And, yes, we do have a “wide and vast pornographic collection”: much of it is scattered, particularly amongst our assorted Art and Photography sub-sections, which include a book of glossy photos of ladies’ underwear for fetishists, along with the art-nude books, but most of it is in our Sex section (duh). The Sex section includes a giant book with a pink cover and an illustration of a penis, titled simply, “Penises”. Can’t tell you how much I love reshelving that title (which is to say, I tend to just leave it where it is). In addition to hosting the Kama Sutra, the section also holds a wide variety of sex guides, including, The Ultimate Guide to Anal Sex For Women. Well, it didn’t hold it last night, because we were out. And being that we were out, I gallantly volunteered to see if any of our other stores in the area had a copy.
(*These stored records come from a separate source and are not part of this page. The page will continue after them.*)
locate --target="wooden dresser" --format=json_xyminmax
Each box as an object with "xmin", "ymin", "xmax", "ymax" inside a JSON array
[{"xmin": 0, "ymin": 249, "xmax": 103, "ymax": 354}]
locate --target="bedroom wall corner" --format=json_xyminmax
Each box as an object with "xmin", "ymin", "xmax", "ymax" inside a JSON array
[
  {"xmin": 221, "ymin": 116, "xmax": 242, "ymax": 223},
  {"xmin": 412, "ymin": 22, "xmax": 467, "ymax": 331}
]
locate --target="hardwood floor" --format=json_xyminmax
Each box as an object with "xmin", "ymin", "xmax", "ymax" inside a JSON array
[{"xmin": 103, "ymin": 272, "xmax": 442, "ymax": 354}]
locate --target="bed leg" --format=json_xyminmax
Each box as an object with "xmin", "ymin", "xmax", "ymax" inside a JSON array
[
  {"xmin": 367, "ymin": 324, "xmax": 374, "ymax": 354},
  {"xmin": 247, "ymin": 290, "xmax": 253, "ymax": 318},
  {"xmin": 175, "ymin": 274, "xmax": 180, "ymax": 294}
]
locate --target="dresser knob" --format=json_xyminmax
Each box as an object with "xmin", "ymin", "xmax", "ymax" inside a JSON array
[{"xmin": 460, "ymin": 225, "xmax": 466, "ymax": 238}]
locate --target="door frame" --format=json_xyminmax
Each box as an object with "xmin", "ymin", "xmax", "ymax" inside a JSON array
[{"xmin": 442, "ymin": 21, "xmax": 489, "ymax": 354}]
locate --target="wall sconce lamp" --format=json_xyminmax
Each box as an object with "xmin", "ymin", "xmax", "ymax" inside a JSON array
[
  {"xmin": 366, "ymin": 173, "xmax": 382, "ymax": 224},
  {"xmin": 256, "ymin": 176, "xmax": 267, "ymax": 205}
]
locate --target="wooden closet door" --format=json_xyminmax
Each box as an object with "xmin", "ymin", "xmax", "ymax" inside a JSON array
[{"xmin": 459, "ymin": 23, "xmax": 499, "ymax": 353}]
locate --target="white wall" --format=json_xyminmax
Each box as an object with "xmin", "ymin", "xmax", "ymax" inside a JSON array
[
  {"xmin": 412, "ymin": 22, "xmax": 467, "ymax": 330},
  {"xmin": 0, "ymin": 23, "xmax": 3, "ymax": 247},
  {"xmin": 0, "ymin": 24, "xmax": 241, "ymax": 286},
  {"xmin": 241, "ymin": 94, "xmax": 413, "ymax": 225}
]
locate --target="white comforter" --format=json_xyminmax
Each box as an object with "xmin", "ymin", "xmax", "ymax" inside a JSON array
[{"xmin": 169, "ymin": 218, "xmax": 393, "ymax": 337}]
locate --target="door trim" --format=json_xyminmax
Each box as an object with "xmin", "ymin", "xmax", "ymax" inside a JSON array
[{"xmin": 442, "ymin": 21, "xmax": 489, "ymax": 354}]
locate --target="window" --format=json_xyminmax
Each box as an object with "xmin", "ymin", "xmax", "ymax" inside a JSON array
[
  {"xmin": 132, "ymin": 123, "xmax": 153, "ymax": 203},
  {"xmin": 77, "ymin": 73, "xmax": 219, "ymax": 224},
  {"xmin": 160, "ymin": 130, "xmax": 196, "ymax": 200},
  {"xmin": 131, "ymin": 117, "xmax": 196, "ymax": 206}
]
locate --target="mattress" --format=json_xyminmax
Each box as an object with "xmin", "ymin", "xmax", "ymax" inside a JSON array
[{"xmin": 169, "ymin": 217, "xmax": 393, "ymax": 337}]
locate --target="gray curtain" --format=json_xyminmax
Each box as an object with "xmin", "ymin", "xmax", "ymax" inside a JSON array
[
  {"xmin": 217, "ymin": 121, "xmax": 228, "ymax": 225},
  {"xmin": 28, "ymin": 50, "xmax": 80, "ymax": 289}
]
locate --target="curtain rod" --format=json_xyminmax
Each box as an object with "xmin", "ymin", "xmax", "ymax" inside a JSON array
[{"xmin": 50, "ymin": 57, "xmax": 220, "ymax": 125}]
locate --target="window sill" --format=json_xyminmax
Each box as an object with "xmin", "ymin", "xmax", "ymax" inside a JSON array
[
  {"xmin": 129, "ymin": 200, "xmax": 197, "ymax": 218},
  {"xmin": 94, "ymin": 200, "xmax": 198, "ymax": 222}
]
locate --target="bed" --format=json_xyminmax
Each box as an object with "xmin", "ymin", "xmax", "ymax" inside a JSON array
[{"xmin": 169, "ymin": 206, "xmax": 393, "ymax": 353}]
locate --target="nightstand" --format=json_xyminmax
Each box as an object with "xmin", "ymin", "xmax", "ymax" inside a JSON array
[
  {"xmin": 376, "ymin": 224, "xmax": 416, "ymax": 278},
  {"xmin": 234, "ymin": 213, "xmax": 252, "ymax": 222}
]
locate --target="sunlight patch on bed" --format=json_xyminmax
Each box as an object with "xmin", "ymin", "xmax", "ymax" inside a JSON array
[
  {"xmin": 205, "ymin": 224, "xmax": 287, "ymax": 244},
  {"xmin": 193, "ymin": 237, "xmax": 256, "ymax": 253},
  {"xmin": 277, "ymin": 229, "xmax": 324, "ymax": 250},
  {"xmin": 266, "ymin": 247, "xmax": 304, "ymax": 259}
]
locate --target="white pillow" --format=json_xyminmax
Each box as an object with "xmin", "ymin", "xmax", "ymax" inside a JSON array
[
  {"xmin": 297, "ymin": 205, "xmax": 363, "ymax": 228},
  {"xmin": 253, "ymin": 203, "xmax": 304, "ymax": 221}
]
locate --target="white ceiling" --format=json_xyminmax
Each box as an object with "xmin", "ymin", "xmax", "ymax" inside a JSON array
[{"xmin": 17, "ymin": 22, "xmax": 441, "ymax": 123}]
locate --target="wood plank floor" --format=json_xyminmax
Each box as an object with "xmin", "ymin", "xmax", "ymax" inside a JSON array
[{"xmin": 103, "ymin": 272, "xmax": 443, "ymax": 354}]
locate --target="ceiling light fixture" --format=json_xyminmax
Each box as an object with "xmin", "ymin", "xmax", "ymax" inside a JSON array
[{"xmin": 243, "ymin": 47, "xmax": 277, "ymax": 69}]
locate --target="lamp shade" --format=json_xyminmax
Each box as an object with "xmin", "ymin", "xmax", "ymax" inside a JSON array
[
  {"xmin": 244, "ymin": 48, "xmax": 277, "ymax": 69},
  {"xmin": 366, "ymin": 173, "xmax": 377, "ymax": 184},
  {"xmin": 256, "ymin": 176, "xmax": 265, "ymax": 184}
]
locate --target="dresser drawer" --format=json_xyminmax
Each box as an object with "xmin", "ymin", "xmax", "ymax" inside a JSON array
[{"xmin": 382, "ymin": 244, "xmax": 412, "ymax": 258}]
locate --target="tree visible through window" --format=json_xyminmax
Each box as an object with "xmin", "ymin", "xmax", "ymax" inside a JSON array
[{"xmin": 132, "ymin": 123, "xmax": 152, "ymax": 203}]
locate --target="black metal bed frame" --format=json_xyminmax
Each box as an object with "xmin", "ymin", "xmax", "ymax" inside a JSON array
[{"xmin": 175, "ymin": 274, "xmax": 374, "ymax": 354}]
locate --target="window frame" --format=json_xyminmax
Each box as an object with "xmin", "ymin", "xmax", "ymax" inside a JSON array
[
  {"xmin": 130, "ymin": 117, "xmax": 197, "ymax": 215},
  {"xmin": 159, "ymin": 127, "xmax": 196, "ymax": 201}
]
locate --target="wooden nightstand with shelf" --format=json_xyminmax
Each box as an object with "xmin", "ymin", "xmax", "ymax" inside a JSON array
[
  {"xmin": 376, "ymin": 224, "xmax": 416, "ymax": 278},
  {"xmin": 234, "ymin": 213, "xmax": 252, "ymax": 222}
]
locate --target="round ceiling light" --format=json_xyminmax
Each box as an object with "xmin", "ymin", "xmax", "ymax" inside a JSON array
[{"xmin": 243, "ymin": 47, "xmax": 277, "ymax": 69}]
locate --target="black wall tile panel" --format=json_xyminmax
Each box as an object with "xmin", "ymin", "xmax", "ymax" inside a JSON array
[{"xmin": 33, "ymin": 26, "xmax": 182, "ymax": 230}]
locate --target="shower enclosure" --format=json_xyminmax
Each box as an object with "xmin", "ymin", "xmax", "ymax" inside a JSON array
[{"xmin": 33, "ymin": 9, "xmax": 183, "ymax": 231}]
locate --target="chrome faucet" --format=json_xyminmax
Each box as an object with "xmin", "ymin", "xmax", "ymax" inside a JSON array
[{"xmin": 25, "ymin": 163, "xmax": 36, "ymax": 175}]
The guy who answered the phone at our store on Wisconsin Avenue broke out laughing when he entered the inventory number in the computer and saw the title. He put me on hold for a far too brief time period, and I suspect he couldn’t keep from laughing long enough to actually go check the shelf. I had a rather similar experience from the next two stores I called — one poor guy made it sound like the Devil would steal his soul if he ventured into their Sex section, and couldn’t find someone to check for him — but on my fourth call, I hit pay dirt.
Thank you, Alexa (made-up-name). Because I gave her the inventory number, and she pulled it up, and she was all-a-giggle, but not in a “I wouldn’t touch this book with a ten foot pole kind of way”, but a “Oh my god! That’s my favorite section!” My kind of lady. And thirty seconds later, she was back on the phone. “I’ve got it! And you owe me!”
Er, I do? Because, look: I am not the one trying to put my penis up this customer’s ass (not that I would object). As far as I’m concerned, the customer, or whomever’s penis the customer wants to put up her ass, owe Alexa for finding said book.
Well. Maybe it depends on how Alexa wants to be owed.
Sadly, the best part was the customer’s last name. Because I feel at least a bit of responsibility to keep things a little anonymous, I won’t be publishing it. Feel free to guess, however.